ANGKLUNG #29 EMISI

ANGKLUNG #29 EMISI

                Menurut data yang dirilis oleh World Resource Institude, Indonesia menempati peringkat ke-6 dari 10 negara yang berperan besar dalam menghasilkan emisi di dunia. Namun, apakah kalian tahu apakah emisi itu?. Emisi dapat didefinisikan sebagai hasil pembakaran bahan bakar fosil seperti batu bara, gas alam dan minyak yang didispersikan ke udara, tergantung pada komposisi bahan bakar serta jenis dan ukuran boiler yang digunakan. Emisi merupakan salah satu penyumbang terbesar pencemaran udara. Hal ini menyebabkan penurunan kualitas udara yang dapat menganggu kesehatan manusia. (Sulaiman, 2019)

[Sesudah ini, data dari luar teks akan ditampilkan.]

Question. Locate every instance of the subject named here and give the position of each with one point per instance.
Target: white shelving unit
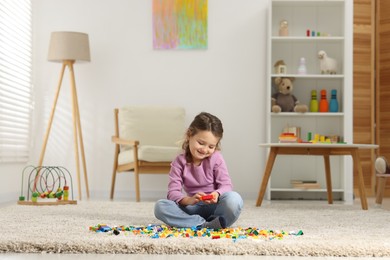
(333, 19)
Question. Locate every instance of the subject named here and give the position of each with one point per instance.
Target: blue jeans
(229, 206)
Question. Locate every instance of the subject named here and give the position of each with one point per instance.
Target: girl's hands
(198, 197)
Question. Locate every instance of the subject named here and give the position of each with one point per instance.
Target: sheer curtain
(15, 79)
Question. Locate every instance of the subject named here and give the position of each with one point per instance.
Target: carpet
(329, 230)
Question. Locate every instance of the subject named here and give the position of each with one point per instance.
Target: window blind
(15, 79)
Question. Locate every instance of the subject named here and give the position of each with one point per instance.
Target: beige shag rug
(329, 230)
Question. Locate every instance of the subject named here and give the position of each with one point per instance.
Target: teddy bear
(284, 100)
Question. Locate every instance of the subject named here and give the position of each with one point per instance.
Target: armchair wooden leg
(137, 192)
(113, 183)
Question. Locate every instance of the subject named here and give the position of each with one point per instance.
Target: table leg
(328, 179)
(267, 174)
(358, 167)
(380, 190)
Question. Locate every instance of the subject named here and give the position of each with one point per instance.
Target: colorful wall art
(180, 24)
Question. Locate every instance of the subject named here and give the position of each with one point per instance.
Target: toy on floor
(163, 231)
(48, 185)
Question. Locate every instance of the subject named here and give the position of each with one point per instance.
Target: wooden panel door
(364, 88)
(383, 79)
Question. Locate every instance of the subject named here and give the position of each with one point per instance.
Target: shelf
(307, 2)
(307, 114)
(310, 76)
(289, 39)
(300, 190)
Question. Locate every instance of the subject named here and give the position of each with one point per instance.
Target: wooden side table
(324, 150)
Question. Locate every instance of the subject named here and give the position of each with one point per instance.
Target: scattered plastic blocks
(163, 231)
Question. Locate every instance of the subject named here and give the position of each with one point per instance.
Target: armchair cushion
(149, 153)
(159, 131)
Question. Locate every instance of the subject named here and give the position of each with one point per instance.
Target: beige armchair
(147, 139)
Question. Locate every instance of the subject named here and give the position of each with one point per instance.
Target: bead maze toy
(47, 185)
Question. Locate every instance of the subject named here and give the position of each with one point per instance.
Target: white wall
(227, 80)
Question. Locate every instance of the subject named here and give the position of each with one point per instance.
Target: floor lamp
(67, 48)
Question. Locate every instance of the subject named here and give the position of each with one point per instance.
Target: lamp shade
(69, 46)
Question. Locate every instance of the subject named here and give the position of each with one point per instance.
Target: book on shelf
(290, 135)
(305, 184)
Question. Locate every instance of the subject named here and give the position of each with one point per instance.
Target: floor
(371, 203)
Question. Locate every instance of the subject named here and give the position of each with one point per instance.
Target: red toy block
(207, 197)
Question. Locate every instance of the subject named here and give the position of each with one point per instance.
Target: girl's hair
(202, 122)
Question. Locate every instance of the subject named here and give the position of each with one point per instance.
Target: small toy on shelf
(328, 65)
(283, 28)
(280, 67)
(302, 66)
(333, 104)
(324, 106)
(314, 101)
(284, 100)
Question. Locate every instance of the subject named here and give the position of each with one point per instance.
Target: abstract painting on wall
(180, 24)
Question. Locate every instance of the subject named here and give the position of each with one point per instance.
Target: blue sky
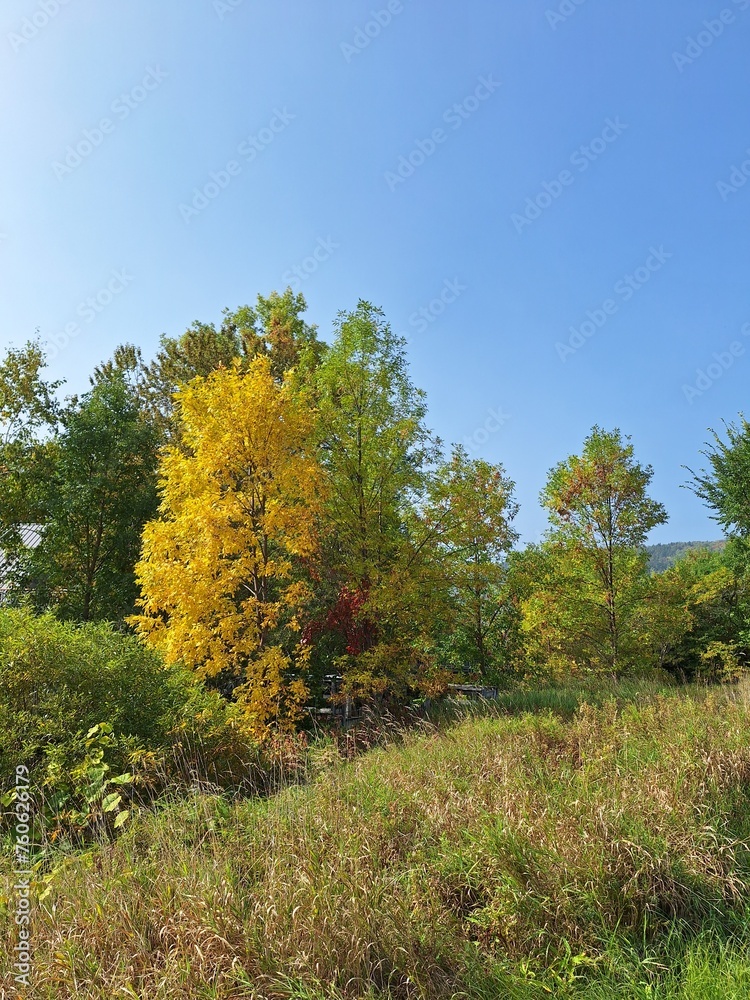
(542, 196)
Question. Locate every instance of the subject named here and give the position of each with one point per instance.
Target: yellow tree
(240, 495)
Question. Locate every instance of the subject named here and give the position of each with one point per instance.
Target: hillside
(663, 556)
(594, 854)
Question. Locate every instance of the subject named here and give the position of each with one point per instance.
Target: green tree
(28, 415)
(726, 487)
(376, 451)
(274, 328)
(470, 510)
(100, 492)
(600, 516)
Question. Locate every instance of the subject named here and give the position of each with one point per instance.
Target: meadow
(568, 842)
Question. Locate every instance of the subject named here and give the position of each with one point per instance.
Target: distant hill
(661, 557)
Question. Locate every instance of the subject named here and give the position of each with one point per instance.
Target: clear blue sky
(318, 105)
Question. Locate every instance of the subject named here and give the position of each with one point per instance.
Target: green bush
(58, 680)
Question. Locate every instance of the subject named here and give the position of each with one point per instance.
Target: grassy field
(546, 847)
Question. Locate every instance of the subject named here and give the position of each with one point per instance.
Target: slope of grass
(597, 855)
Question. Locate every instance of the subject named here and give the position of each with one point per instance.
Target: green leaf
(111, 801)
(121, 779)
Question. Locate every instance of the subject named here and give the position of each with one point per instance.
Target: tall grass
(598, 851)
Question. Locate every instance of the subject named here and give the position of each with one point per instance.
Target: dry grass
(495, 856)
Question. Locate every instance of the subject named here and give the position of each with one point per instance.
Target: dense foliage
(278, 515)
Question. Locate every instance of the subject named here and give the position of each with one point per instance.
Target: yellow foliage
(240, 496)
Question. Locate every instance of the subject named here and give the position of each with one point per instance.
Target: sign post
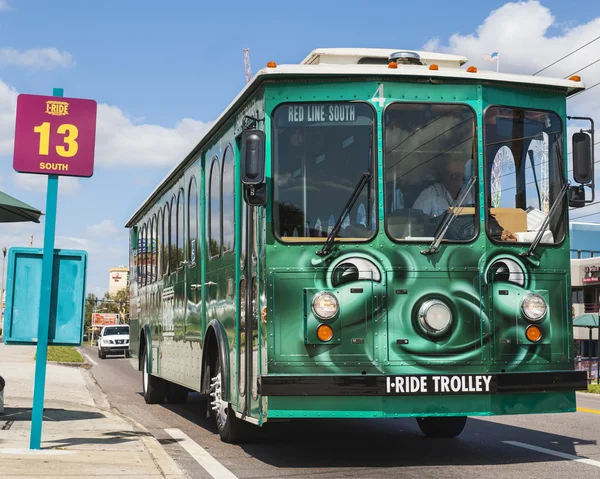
(54, 137)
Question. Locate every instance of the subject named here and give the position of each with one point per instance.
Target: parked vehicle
(113, 339)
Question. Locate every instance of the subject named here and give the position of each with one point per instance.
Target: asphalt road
(497, 447)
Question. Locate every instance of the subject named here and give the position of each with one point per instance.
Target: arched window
(180, 226)
(173, 236)
(192, 220)
(228, 198)
(159, 245)
(503, 181)
(150, 273)
(214, 209)
(165, 232)
(143, 249)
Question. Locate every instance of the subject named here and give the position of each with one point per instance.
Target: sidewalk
(81, 435)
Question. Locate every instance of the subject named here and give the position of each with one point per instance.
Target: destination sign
(302, 114)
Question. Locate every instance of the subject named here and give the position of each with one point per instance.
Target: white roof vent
(380, 56)
(406, 58)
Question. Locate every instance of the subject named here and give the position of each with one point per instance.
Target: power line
(567, 55)
(588, 65)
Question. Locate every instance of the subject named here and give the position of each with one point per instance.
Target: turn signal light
(324, 333)
(533, 333)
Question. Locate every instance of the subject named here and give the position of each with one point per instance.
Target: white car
(113, 339)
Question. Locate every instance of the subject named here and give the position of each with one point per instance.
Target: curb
(163, 462)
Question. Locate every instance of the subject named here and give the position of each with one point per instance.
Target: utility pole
(247, 66)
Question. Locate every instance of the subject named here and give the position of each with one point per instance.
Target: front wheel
(450, 426)
(230, 427)
(153, 387)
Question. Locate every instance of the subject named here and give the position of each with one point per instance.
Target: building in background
(118, 279)
(585, 282)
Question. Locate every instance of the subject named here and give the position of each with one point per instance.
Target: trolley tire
(176, 394)
(450, 426)
(153, 387)
(234, 430)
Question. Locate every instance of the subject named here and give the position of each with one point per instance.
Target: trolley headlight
(325, 305)
(435, 316)
(534, 307)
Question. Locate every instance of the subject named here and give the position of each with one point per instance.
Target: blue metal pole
(44, 319)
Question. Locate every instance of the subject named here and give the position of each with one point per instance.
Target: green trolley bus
(368, 234)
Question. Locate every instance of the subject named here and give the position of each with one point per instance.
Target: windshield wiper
(456, 204)
(540, 233)
(364, 179)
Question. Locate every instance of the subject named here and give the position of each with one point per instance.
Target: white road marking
(562, 455)
(209, 463)
(90, 360)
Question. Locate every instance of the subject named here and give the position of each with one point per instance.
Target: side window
(214, 209)
(159, 241)
(151, 251)
(192, 221)
(166, 220)
(143, 250)
(180, 224)
(228, 201)
(503, 180)
(173, 236)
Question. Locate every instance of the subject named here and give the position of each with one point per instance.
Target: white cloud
(519, 32)
(66, 184)
(36, 58)
(8, 108)
(120, 142)
(104, 228)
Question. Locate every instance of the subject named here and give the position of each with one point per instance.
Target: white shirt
(435, 200)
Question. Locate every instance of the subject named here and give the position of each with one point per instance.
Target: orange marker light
(324, 333)
(533, 333)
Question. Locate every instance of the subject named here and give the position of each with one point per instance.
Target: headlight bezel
(528, 297)
(428, 327)
(320, 315)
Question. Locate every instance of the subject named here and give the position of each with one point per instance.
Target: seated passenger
(437, 198)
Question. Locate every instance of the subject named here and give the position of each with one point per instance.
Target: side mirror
(253, 157)
(583, 161)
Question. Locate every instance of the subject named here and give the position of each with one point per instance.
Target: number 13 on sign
(71, 133)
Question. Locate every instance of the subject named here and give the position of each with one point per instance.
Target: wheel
(230, 427)
(442, 426)
(176, 394)
(153, 387)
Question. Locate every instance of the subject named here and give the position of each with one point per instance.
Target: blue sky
(162, 72)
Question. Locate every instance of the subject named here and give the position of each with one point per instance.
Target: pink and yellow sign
(55, 135)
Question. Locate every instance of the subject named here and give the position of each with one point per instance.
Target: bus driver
(437, 198)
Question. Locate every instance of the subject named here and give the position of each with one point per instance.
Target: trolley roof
(346, 62)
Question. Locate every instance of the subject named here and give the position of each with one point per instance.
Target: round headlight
(325, 305)
(534, 307)
(435, 316)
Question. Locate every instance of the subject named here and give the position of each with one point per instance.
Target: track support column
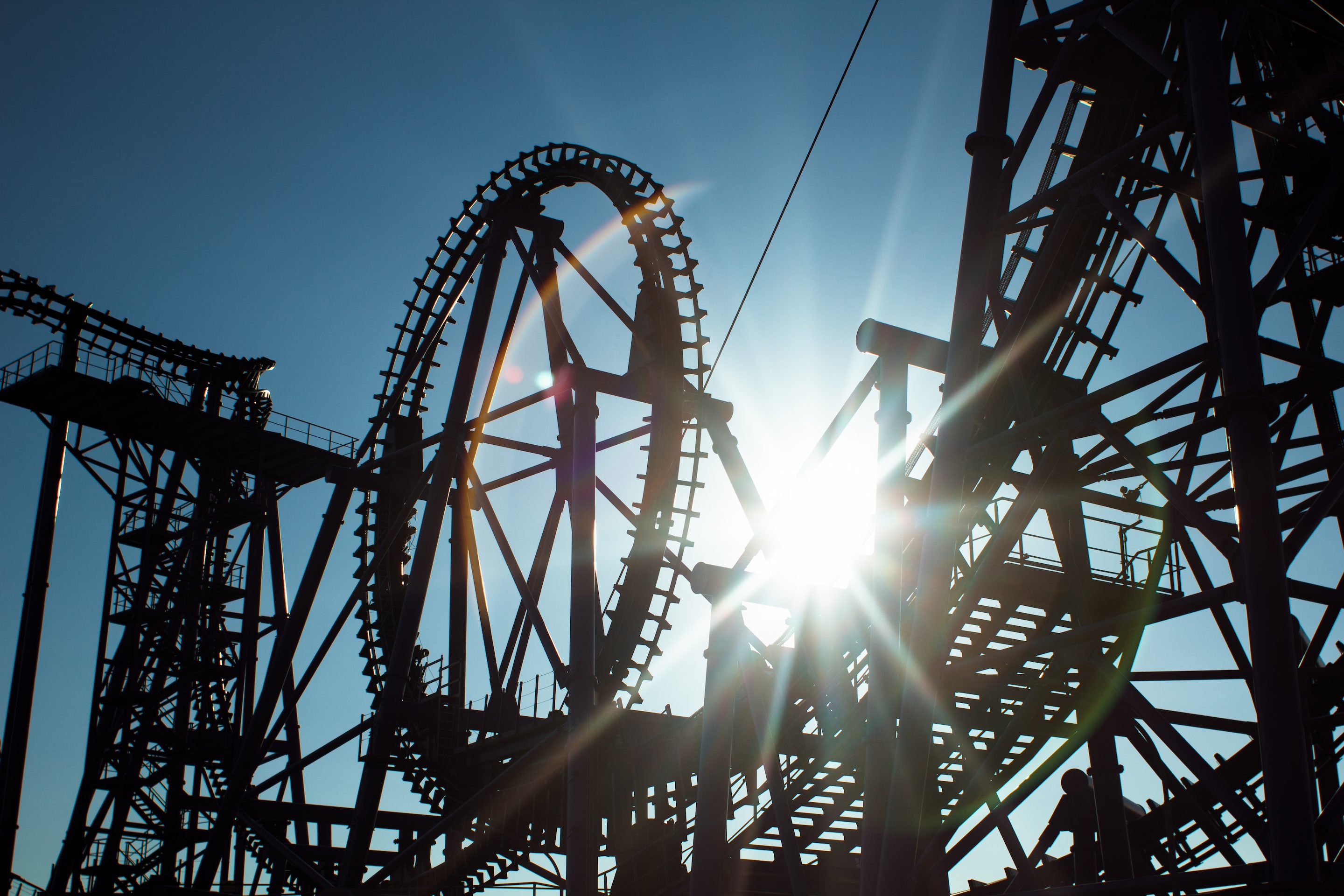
(580, 824)
(15, 751)
(885, 629)
(709, 856)
(1259, 567)
(976, 274)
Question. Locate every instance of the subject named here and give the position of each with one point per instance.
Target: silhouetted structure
(1071, 499)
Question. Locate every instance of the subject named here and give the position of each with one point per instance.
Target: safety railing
(118, 367)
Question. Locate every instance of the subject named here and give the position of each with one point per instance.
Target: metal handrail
(118, 367)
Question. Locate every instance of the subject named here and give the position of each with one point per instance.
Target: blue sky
(266, 181)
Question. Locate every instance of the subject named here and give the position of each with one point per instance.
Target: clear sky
(266, 179)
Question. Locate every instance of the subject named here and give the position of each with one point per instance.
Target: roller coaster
(1094, 633)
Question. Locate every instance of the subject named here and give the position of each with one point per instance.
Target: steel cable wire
(790, 198)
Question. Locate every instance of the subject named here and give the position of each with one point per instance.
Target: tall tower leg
(15, 750)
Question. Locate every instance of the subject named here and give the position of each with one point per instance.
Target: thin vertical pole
(1259, 567)
(709, 855)
(978, 272)
(580, 824)
(15, 751)
(883, 632)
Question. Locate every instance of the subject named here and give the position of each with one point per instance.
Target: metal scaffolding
(1139, 436)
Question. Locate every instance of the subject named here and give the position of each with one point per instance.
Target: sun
(822, 528)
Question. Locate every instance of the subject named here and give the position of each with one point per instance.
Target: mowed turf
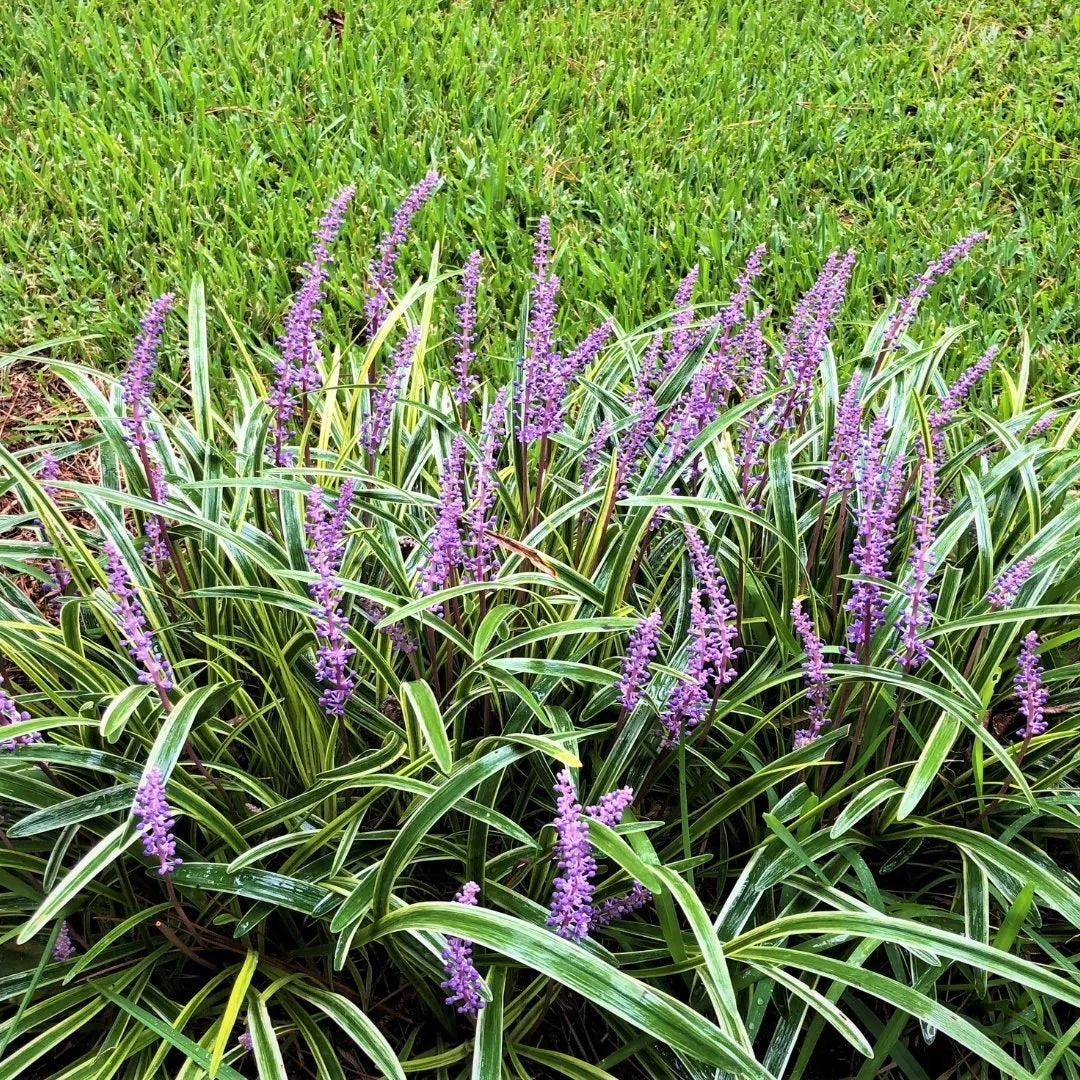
(143, 143)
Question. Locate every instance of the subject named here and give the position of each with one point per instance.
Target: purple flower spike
(611, 807)
(640, 649)
(591, 460)
(909, 306)
(1002, 593)
(297, 374)
(817, 677)
(64, 948)
(385, 399)
(619, 907)
(382, 270)
(1030, 692)
(157, 822)
(326, 535)
(156, 669)
(917, 613)
(10, 713)
(447, 552)
(572, 896)
(462, 979)
(466, 334)
(879, 488)
(480, 518)
(954, 397)
(137, 385)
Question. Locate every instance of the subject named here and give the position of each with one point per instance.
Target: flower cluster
(462, 979)
(1030, 692)
(817, 677)
(326, 549)
(879, 486)
(137, 385)
(909, 305)
(640, 649)
(383, 266)
(480, 520)
(466, 333)
(10, 713)
(127, 608)
(296, 373)
(571, 906)
(157, 822)
(447, 554)
(1002, 593)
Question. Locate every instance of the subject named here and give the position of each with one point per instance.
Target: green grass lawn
(145, 142)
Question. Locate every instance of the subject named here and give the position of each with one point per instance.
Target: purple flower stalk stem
(879, 487)
(447, 552)
(399, 636)
(571, 903)
(10, 713)
(611, 807)
(640, 649)
(137, 385)
(1002, 593)
(297, 374)
(1030, 692)
(480, 518)
(917, 613)
(619, 907)
(462, 979)
(157, 822)
(817, 677)
(326, 549)
(156, 669)
(64, 948)
(592, 457)
(385, 399)
(50, 470)
(383, 267)
(909, 306)
(954, 397)
(466, 334)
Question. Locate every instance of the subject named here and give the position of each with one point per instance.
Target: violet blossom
(296, 373)
(480, 520)
(917, 612)
(325, 531)
(157, 822)
(1030, 692)
(640, 649)
(462, 979)
(909, 305)
(156, 670)
(64, 947)
(447, 553)
(464, 336)
(1002, 593)
(385, 397)
(954, 397)
(10, 713)
(383, 267)
(572, 891)
(817, 677)
(879, 485)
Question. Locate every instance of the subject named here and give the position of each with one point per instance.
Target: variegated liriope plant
(782, 643)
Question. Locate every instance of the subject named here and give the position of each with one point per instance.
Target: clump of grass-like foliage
(781, 642)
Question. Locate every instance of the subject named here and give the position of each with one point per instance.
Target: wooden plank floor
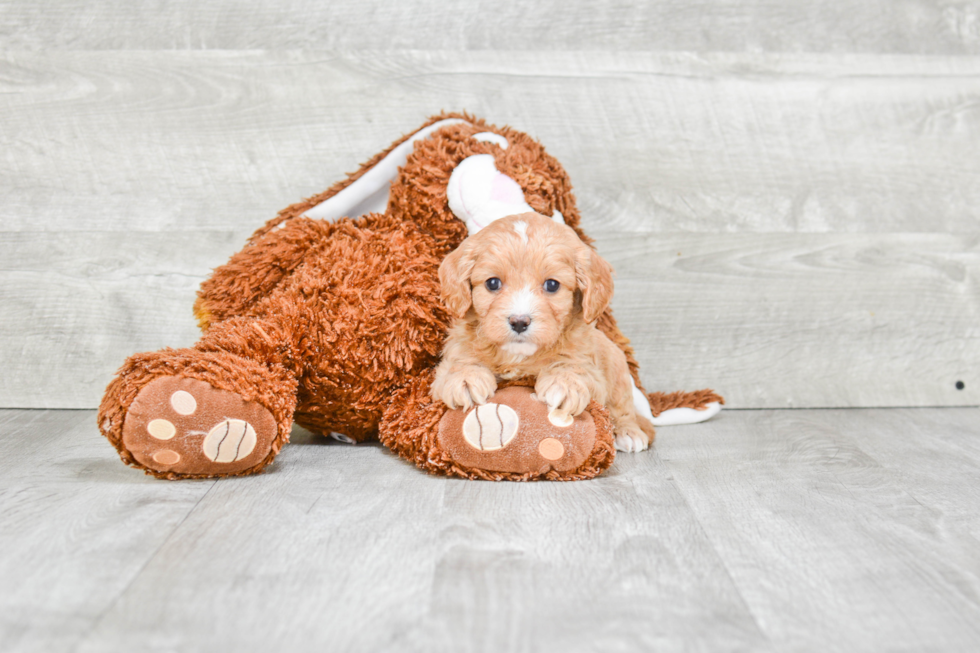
(794, 530)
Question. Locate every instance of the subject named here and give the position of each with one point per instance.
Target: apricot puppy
(525, 293)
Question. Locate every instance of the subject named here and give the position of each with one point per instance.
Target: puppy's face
(523, 280)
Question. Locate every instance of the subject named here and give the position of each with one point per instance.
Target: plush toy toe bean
(511, 437)
(185, 426)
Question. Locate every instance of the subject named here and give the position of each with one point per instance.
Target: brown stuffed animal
(331, 317)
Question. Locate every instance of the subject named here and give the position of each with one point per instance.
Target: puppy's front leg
(567, 389)
(460, 385)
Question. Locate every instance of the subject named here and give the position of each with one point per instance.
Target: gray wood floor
(793, 530)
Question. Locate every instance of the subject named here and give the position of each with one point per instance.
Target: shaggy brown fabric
(410, 428)
(699, 400)
(338, 324)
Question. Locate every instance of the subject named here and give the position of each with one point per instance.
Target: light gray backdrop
(789, 194)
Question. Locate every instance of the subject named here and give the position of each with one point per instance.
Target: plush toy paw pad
(513, 433)
(490, 427)
(187, 426)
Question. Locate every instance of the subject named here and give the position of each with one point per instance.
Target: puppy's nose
(519, 323)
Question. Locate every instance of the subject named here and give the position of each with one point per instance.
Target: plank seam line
(139, 572)
(721, 560)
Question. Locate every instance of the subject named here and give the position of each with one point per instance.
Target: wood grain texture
(830, 530)
(821, 536)
(76, 527)
(160, 141)
(769, 320)
(804, 320)
(127, 176)
(911, 26)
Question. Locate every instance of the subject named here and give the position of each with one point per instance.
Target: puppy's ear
(594, 277)
(454, 276)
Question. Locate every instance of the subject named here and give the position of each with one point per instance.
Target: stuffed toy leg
(330, 317)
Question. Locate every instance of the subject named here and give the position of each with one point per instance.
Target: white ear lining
(369, 194)
(478, 193)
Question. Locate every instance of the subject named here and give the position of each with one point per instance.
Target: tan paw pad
(490, 427)
(551, 449)
(161, 429)
(183, 402)
(229, 441)
(514, 434)
(184, 426)
(167, 457)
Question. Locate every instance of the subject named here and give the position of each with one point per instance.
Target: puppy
(526, 292)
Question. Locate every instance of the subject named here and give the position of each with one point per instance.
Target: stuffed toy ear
(454, 276)
(594, 277)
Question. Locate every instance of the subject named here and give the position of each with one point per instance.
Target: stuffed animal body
(331, 317)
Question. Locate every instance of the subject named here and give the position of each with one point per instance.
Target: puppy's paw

                Setiap kendaraan bermesin pasti akan mengeluarkan emisi gas buang.Emisi gas buang artinya sisa pembakaran yang terjadi di dalam mesin alias internal combustion engine lalu keluar lewat manifold hingga ke knalpot. Dalam emisi gas buang ini terdapat sejumlah unsur kimia seperti air (H2O), karbon monoksida (CO), karbon dioksida (CO2), nitrogen oksida (NOx), hidrokarbon (HC). Senyawa kimia yang menjadi pencemar adalah CO, CO2, NOx, dan HC. Namun, yang menjadi fokus dalam pengujian emisi gas buang di Indonesia adalah CO dan HC. Utamanya karena CO dan HC merupakan gas buang yang bersifat racun bagi manusia dan bisa menimbulkan beberapa penyakit. Hal ini bisa dilihat di Peraturan Menteri No. 5 Tahun 2006 tentang Ambang Batas Emisi Gas Buang Kendaraan Bermotor Lama. Di sana disebutkan, ambang batas CO untuk mobil mesin bensin produksi di atas 2007 adalah 1,5% Vol. Sementara untuk HC ambang batasnya 200 ppm. (Wijaya, 2019)

                Keracunan gas monoksida (CO) dapat ditandai dari keadaan ringan, berupa pusing, sakit kepala, dan mual. Keadaan yang lebih berat berupa menurunnya kemampuan gerak tubuh, gangguan pada sistem kardiovaskuler, serangan jantung hingga yang paling parah adalah kematian. (Tiarani, 2016)

                Selain gas monoksida, NO2 juga gas yang dihasilkan oleh emisi. NO2 merupakan gas yang toksik bagi manusia dan pada umumnya gas ini dapat menimbulkan gangguan sistem pernapasan. NO2 dapat masuk ke paru-paru dan membentuk Asam Nitrit (HNO2) dan Asam Nitrat (HNO3) yang merusak jaringan mukosa pada tubuh manusia. NO2 dapat meracuni paru-paru. Jika terpapar NO2 pada kadar 5 ppm setelah 5 menit dapat menimbulkan sesak nafas hebat dan pada kadar 100 ppm dapat menimbulkan kematian. (Chahaya, 2003).

                Gas SO2 yang ada di udara dapat menyebabkan iritasi saluran pernapasan dan kenaikan sekresi mukosa. Dengan konsentrasi 500 ppm SO2 dapat menyebabkan kematian pada manusia. Pada tahun 1938, pencemaran SO2 yang cukup tinggi telah menimbulkan malapetaka yang cukup serius seperti yang terjadi di lembuh sungai Nerse Belgia. Pada saat itu, kandungan SO2 di udara mencapai 38 ppm dan menyebabkan toksisitas akut yang mengancam nyawa warga di daerah tersebut (Mulia, 2005).

Adapun beberapa cara yang dapat kita lakukan untuk mengurangi dampak dari emisi, yaitu :

    1. Dengan cara menanam pohon. Peran pohon sangat besar dalam menyimpan karbon yang dilepaskan dari atmosfer melalui proses fotosintesis.

    2. Bio Energi melalui Penangkapan dan Penyimpanan Karbon (BECCS). BECCS adalah sebuah proses untuk menghasilkan energi pada sektor industri, pembangkit listrik atau transportasi menggunakan biomassa; dimana kandungan karbon diserap sebelum dilepaskan kembali ke atmosfer; kemudian disimpan di bawah tanah atau produk tahan lama seperti beton.

    3. Direct Air Capture. Direct air capture merupakan proses kimiawi penangkapan karbon dioksida langsung dari udara normal untuk kemudian disimpan di bawah tanah atau dalam produk tahan lama.

    4. Seawater capture. Seawater capture hampir sama dengan direct air capture, hanya saja di sini CO2 diambil dari air laut, bukan udara. Dengan mengurangi konsentrasi CO2 di lautan, air akan menarik lebih banyak karbon dari udara untuk mencapai keseimbangan.